Hovering at the fringes of A Mighty Wind's live-concert climax is Jennifer Coolidge's Amber Cole, kept company by the newest of the New Main Street Singers--Sissy Knox, played by Parker Posey, another Guest all-star sadly relegated to the sidelines in Wind.
But that's the way it goes in Christopher Guest projects, each of which--This Is Spinal Tap, Waiting for Guffman, Best in Show, and now A Mighty Wind--famously eschews pre-penned dialogue in favor of free-flowing improvisations from Guest's uniformly brilliant casts. Guided by outlines created by Guest and Eugene Levy, these improvisations typically fill upwards of 100 hours of film, which is then whittled down by Guest and an editor (Robert Leighton in the case of Wind) to form the 90-minute blasts of wit and humanity that have carved out a cinematic comedy niche all their own.

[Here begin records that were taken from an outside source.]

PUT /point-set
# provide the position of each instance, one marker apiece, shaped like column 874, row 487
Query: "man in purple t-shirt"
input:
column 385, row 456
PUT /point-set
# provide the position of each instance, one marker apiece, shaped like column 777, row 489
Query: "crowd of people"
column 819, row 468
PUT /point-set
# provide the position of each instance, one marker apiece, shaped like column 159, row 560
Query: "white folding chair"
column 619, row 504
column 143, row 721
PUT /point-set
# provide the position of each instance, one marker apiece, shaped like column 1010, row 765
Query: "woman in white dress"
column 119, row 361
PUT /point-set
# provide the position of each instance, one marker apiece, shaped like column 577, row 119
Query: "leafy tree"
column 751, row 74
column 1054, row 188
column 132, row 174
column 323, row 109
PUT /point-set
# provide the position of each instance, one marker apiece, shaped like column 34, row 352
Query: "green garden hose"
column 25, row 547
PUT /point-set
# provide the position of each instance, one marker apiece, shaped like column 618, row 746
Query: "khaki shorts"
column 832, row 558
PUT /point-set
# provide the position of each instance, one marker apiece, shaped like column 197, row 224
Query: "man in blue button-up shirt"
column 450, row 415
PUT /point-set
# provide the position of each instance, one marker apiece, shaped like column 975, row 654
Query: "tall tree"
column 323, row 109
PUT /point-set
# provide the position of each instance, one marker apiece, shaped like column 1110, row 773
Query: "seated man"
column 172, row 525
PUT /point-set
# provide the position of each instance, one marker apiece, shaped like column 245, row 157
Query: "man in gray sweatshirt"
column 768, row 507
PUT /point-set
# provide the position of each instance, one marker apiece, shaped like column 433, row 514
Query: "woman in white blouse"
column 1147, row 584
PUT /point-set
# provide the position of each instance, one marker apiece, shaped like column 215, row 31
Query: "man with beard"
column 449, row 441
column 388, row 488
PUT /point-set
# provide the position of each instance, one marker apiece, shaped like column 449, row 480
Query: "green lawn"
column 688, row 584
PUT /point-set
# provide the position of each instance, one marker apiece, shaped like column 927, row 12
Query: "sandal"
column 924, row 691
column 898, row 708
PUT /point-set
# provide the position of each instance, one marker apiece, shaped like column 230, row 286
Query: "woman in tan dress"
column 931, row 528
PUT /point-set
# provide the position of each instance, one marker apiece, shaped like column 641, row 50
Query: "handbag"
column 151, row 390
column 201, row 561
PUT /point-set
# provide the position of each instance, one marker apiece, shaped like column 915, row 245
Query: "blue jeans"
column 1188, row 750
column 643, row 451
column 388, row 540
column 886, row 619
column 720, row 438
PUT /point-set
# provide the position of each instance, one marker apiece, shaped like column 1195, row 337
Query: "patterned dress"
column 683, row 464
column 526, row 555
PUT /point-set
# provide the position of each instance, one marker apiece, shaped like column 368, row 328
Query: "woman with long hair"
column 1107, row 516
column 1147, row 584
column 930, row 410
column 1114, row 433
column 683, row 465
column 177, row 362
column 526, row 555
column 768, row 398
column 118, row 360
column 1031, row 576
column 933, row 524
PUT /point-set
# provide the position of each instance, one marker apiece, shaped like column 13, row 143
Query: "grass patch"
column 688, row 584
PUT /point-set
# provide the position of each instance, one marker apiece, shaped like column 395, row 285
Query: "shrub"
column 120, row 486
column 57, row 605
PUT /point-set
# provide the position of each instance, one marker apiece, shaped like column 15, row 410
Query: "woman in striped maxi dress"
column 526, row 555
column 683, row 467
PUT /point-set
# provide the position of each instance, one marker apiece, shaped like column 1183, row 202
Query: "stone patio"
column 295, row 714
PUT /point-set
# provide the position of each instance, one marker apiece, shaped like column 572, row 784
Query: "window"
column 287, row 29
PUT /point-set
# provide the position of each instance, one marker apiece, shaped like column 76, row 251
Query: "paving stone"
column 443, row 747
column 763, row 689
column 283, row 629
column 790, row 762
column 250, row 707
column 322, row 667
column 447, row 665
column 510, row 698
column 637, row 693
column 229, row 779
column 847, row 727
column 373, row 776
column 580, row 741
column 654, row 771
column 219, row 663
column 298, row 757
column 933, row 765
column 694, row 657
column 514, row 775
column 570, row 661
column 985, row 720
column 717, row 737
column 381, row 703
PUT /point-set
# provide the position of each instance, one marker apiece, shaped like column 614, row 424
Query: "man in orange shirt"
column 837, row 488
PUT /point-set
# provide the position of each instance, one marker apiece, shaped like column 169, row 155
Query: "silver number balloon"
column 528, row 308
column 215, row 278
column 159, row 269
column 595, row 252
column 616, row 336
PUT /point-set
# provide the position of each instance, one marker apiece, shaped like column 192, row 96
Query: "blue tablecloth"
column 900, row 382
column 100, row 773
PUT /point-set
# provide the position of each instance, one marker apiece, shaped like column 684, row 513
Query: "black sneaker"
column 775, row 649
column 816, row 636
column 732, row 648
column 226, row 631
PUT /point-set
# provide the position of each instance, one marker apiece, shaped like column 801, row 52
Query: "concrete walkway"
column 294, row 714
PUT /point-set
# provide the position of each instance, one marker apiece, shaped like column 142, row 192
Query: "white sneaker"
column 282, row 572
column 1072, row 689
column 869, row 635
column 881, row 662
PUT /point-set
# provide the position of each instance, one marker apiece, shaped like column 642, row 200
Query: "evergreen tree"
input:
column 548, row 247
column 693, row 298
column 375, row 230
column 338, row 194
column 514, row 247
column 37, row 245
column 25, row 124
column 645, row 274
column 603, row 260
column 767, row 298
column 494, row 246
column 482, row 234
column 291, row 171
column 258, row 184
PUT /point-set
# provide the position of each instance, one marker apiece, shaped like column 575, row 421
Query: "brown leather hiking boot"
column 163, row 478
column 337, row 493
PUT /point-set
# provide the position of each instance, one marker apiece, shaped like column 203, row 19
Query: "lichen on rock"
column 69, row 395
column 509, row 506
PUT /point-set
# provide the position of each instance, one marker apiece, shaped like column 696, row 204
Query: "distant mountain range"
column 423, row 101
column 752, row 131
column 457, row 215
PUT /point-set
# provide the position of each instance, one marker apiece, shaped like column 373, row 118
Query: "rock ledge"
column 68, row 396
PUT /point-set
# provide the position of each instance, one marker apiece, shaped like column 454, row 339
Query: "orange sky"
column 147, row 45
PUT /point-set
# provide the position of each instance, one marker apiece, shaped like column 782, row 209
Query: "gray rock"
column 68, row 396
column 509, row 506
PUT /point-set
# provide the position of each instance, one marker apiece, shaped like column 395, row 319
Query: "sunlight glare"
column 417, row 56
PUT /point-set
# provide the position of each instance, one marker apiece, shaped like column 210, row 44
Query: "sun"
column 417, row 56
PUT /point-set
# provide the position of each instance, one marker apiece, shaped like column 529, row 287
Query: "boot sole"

"You have to kill a lot of babies," Guest tells me, referring to the merciless procedure of turning 100 hours of film into a 90-minute feature. We're sitting in a suite at the Four Seasons, at a table filled out by Wind stars Harry Shearer, Fred Willard, and John Michael Higgins, who offer anecdotes of the film's docu-improv method, and provide impressive physical evidence that the funniest people in the world routinely line up to work with Christopher Guest.
Certainly one of the best things about A Mighty Wind is its music, all of which was written and performed by the cast, along with McKean's wife, Annette O'Toole, and composer C. J. Vanston--from the Folksmen's calamity epic "Blood on the Coal" (about a train wreck in a coal mine) to Catherine O'Hara's closing ditty about catheters, performed on an autoharp. In a rich twist, the film's soundtrack was produced by T-Bone Burnett, America's foremost "new folk" producer, most recently feted for assembling the gazillion-selling album (and subsequent tours) for O Brother, Where Art Thou? And just like Spinal Tap, there's a fair chance at least one of Mighty Wind's folk bands will have a life beyond the film.
"Last year, the Folksmen played a major folk extravaganza in honor of Harry Smith," Guest tells me. "After the show, one of the McGarrigle sisters told me that the folk scene is so much rougher than the rock scene. And she's right." Guest couldn't have asked for a better advance blessing for his film.
But back to Jennifer Coolidge: Could it be that she's the funniest woman in the world?
"Oh, yeah," Guest says. "She's hilarious."